I like Pestilence and DreamQueen; they are interesting, worthy adversaries. However, I think it would have been better if the post-Byrne creative team(s) had started out very soon after taking over (3 to 6 months) with its own characters.
(1) Several things happened to Jeanne-Marie between the time that Walter experimented on her (vol. 1# 17) and when she couldn't touch her brother without negating their powers (# 29): psychic death by Somon (#24); receiving part of Walter's essence (also # 24); having her ribs broken/(bruised?) by Dark Guardian (# 26), and being traumatized in the void (# 27). Picking and choosing (or worse neglecting and ignoring) previous events was probably the key reason the Mantlo era doesn't have internal consistencies.
(2) In AF# 31, "Nemesis" said she killed Deadly Ernest, but it was actually Judd who sliced him up; gray-haired "Nemesis" dissolves into dust having fulfilled her mission, something she didn't do when she "killed" Deadly Ernest the first time (vol. 1 # eight).
(3) Scramble...Madison is going to nominate Lionel for Alpha Flight [a] after Lionel had turned just about everybody in a hospital into monsters, [b] when Madison himself wasn't even an Alphan yet, and [c] when no one except Madison saw Lionel "cure himself" by touching his helmet (in # 30)! It's dubious how much Madison actually "saw", as disfigured as he was at the time.
Last edited by Garry/Al-Fan; 02-20-2014 at 04:03 PM. Reason: There's a lot more, and that's just the 1st three issues after the Crossover
Once upon a time, they exploded from the pages of The X-Men. For a moment, they were "Canada's answer to The Avengers."

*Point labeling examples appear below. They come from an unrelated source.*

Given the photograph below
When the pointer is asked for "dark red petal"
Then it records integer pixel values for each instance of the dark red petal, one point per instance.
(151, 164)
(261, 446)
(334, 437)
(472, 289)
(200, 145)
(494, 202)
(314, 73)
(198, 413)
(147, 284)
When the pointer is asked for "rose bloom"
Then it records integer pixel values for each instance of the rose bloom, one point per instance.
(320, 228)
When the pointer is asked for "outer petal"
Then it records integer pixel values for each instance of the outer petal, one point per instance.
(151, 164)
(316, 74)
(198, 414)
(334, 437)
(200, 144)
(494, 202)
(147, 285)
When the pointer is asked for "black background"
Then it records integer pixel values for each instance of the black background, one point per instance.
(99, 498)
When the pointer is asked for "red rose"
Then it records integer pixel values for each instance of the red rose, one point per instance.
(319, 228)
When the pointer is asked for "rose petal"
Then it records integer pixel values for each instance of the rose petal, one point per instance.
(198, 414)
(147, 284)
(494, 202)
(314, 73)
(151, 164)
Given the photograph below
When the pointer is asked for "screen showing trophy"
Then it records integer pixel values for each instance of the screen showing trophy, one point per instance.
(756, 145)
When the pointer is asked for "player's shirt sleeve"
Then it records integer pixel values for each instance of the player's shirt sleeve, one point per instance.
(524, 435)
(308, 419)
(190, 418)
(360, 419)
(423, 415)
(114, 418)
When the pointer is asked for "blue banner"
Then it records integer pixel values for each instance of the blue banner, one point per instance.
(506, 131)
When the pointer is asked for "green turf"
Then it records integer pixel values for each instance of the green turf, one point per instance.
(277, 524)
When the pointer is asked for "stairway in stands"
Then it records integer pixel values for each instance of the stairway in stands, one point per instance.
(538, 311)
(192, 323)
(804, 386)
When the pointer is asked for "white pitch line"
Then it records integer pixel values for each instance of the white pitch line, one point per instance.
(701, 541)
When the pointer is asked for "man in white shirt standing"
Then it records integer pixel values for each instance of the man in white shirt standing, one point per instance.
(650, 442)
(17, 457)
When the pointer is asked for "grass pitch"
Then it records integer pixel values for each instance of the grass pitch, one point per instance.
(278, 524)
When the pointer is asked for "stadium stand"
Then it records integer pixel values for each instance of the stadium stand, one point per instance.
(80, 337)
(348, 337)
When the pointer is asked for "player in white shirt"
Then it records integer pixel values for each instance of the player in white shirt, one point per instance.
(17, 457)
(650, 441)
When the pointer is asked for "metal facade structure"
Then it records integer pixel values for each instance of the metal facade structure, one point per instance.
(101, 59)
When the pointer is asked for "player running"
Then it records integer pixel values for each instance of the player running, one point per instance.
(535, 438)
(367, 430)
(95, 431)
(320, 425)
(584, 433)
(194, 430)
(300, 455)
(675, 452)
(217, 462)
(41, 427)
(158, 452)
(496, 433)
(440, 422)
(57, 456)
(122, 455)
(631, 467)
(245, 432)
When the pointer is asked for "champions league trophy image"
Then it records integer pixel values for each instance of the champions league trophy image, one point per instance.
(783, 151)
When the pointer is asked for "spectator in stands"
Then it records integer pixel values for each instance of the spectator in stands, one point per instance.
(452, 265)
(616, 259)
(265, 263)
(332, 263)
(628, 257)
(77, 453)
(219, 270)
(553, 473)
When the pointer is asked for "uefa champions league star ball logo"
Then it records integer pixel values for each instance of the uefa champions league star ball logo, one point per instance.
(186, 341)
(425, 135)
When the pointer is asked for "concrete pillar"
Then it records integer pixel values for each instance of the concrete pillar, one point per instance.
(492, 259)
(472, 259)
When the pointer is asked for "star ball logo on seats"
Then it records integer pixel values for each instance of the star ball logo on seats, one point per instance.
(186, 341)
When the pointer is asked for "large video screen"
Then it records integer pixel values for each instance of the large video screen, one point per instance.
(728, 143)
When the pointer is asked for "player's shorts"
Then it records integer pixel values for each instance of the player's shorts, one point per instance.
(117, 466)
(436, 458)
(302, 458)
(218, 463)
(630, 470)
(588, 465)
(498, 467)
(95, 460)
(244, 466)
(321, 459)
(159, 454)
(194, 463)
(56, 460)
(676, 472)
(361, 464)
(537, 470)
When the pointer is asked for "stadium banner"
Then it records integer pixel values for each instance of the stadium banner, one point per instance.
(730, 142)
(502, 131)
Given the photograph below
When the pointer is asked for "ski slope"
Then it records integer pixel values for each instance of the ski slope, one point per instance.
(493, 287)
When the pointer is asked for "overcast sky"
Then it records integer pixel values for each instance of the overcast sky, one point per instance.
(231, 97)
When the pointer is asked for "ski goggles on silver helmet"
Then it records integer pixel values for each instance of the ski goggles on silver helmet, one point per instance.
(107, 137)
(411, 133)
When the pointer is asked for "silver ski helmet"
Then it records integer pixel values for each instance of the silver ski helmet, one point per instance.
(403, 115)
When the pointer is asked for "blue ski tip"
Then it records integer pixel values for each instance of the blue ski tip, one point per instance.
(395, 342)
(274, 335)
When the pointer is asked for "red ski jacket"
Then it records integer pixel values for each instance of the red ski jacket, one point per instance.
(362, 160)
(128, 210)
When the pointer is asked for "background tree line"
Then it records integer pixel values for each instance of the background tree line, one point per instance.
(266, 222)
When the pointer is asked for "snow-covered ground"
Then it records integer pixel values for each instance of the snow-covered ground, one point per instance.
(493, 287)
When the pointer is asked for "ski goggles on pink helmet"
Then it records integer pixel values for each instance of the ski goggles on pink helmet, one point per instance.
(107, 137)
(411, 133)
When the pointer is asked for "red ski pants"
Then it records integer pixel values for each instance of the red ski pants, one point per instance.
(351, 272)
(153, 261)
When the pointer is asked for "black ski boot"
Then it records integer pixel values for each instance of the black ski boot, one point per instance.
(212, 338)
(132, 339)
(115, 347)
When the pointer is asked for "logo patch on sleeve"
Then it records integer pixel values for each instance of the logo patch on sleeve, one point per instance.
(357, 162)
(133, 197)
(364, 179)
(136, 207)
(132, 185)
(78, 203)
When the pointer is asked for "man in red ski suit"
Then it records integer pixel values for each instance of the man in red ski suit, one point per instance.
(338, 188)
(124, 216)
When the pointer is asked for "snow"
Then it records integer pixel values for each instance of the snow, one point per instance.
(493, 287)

They were ALPHA FLIGHT....
...once upon a time.
Mine, too.
What if Lara "Purple Girl" Killgrave, Whitman Knapp, and the Derangers had been introduced at the beginning of the Mantlo era (within 3 to 6 months). Original Alpha Flight was ready for a hiatus/vacation/sabbatical at the time of the Crossover, anyway. Not saying the new characters would have had to "rescue" the old team [like Giant-Sized X-Men or Alpha Flight volume 3], but just have the characters take the stage without damaging the established characters...I think that would have worked out better.
Instead, what # 29 through # 50 did was milk the original characters in an excruciating (and contrived) way, raking everybody over the coals in the process.
I was done caring with # 55.
Last edited by Garry/Al-Fan; 02-22-2014 at 11:31 AM.
Once upon a time, they exploded from the pages of The X-Men. For a moment, they were "Canada's answer to The Avengers."
They were ALPHA FLIGHT....
...once upon a time.
You know, I think that's part of the problem. There really wasn't much of Alpha Flight fighting ... The Masters of Evil, Omega Flight, whomever - it was a lot of stories that focused on the specific characters. But not in a good way. Not in a way that advanced the characters. It was more of a, "How badly can I torture and destroy this character and their life?" Essentially making it more difficult for the next writer, or even the next story, to progress, because these characters were so freaking tortured and ruined, that you couldn't even CARE what was happening anymore.